Zarathustra sorrise e disse: «Certe anime non potranno mai
essere scoperte, a meno che prima esse non vengano inventate».
«Sì, verso il male! – gridò ancora il giovinetto.
Hai detto la verità, Zarathustra. Da quando aspiro
all’elevatezza non ho più fiducia in me stesso, e nessuno ha in me più fiducia,
- come mai? Mi trasformo troppo rapidamente: il mio oggi è la confutazione del
mio ieri. Spesso salto gli scalini, quando salgo, – e non vi è scalino che me
lo perdoni. Quando sono in alto, mi ritrovo sempre solo. Nessuno parla con me,
il gelo della solitudine mi fa tremare. Che vado cercando nell’elevatezza? Il
mio disprezzo e il mio anelito aumentano insieme; quanto più in alto salgo,
tanto più disprezzo colui che sale. Che va cercando costui nell’elevatezza?
Come mi vergogno del mio salire e inciampare! Come derido il mio ansimare
violento! Come odio colui che vola! Come sono stanco nell’elevatezza!».
Qui il giovinetto tacque. E Zarathustra, guardando l’albero
presso il quale essi stavano, parlò così: «Questo albero si leva solitario, qui
sulla montagna; è cresciuto molto al di sopra dell’uomo e della bestia. E se
anche volesse parlare, non avrebbe nessuno che lo capirebbe: così in alto esso
è cresciuto. E ora aspetta e aspetta, - che cosa aspetta dunque? Esso abita
troppo vicino alla sede delle nubi: forse aspetta il primo fulmine».
Quando Zarathustra ebbe detto queste cose, il giovinetto si
mise a gridare con veemenza: «Sì, Zarathustra, tu dici la verità. Quando volevo
elevarmi, anelavo al mio tramonto, e tu sei il fulmine che io attendevo!

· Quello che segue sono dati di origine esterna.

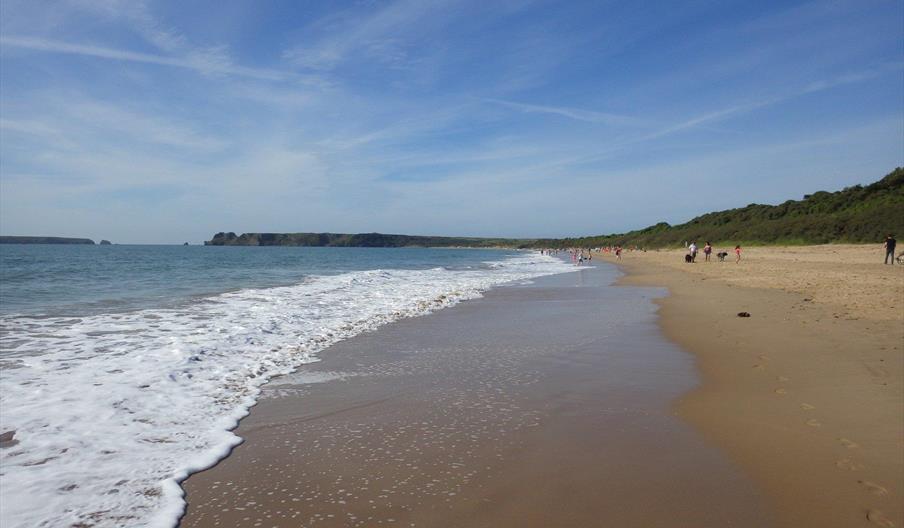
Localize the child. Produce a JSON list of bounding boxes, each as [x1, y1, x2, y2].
[[734, 245, 742, 263]]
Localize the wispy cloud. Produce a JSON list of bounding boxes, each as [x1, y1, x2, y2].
[[483, 61, 904, 150], [282, 0, 455, 71], [0, 35, 287, 80], [802, 61, 904, 93], [2, 96, 229, 152], [641, 62, 904, 142], [1, 1, 900, 242], [484, 98, 644, 126], [312, 102, 476, 151], [637, 100, 774, 142]]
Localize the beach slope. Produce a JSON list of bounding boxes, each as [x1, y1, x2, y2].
[[182, 264, 773, 527], [604, 245, 903, 527]]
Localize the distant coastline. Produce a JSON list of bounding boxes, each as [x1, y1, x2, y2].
[[0, 236, 95, 245], [206, 168, 903, 250], [203, 232, 536, 248]]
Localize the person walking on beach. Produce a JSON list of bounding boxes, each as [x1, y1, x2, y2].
[[688, 241, 698, 263], [703, 242, 713, 262], [884, 234, 897, 265], [735, 245, 742, 263]]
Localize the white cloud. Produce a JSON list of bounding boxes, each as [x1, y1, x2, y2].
[[0, 35, 287, 80], [484, 98, 644, 126], [282, 0, 456, 71], [639, 63, 904, 143], [2, 97, 229, 153], [1, 1, 900, 242]]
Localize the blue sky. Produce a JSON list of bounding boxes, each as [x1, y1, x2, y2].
[[1, 0, 902, 244]]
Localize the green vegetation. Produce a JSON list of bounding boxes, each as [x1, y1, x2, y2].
[[207, 168, 903, 250], [535, 167, 904, 249]]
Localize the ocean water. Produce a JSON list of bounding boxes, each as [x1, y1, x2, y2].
[[0, 245, 573, 528]]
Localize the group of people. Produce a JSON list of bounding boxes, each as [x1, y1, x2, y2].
[[540, 247, 614, 266], [538, 248, 594, 265], [571, 249, 592, 265], [598, 245, 623, 260], [541, 235, 899, 266], [598, 245, 632, 259], [686, 241, 741, 263]]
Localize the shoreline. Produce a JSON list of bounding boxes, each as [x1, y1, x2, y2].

Guarda, che cosa è di me, da quando tu sei apparso? È l’invidia verso di te che
mi ha distrutto!». – Così diceva il giovinetto, piangendo amaramente. Ma
Zarathustra, cingendolo del suo braccio, lo trasse via con sé.
Stavano già da un po’ camminando insieme, quando Zarathustra
prese a parlare così: «Il mio cuore va in pezzi. Meglio ancora delle tue
parole, il tuo occhio mi dice tutto il pericolo che tu corri. Ancora non sei
libero, tu cerchi ancora la libertà. Il tuo cercare ti ha stremato con notti
insonni e veglie eccessive. Tu aspiri alla libera elevatezza, la tua anima ha
sete di stelle. Ma anche i tuoi istinti malvagi hanno sete di libertà. I tuoi
cani furiosi vogliono essere lasciati liberi; essi latrano dal piacere nel loro
sotterraneo, se il tuo spirito si propone di aprire tutte le prigioni. Per me
tu sei ancora un prigioniero che almanacca sulla sua libertà: ahimè, l’anima
dei prigionieri come te diventa intelligente, ma anche astuta e cattiva. Colui
che è liberato nello spirito deve però anche purificarsi. In lui sono ancora
molti i resti di carcere e di marciume: il suo occhio deve ancora diventare
puro. Sì, io conosco il tuo pericolo. Ma, in nome del mio amore e della mia
speranza, ti scongiuro: non buttare via il tuo amore e la tua speranza! Ancora
ti senti nobile, e nobile ti sentono anche gli altri, che ti detestano e ti
lanciano occhiate malvagie. Sappi che a tutti è di ostacolo una persona nobile.
Anche ai buoni è di ostacolo una persona nobile: perfino chiamandola buona,
vogliono eliminarla. La persona nobile vuole creare cose nuove e una nuova
virtù. Il buono vuole, invece, le cose vecchie e che si conservino. Ma il
pericolo della persona nobile non è quello di diventare un buono, bensì uno
sfrontato, un derisore, un distruttore.
Ahimè, io ho conosciuto persone nobili
che hanno perduto la loro speranza più elevata. E da allora calunniano tutte le
speranze elevate. Da allora vivono sfrontatamente di brevi piaceri, e non
riescono più a porsi neppure mete effimere. "Lo spirito è anche
voluttà" - così hanno detto. Perciò hanno spezzato le ali al loro spirito:
che ora striscia per terra e contamina ciò che rode.
Un tempo pensarono di
diventare eroi: oggi sono dei dissoluti. Davanti all’eroe provano rimorso e
orrore. Ma, in nome del mio amore e della mia speranza, ti scongiuro: non
buttar via l’eroe che è nella tua anima! Mantieni sacra la tua speranza più
elevata!».
Scritto da Federico Nietzsche, Così parlò Zarathustra.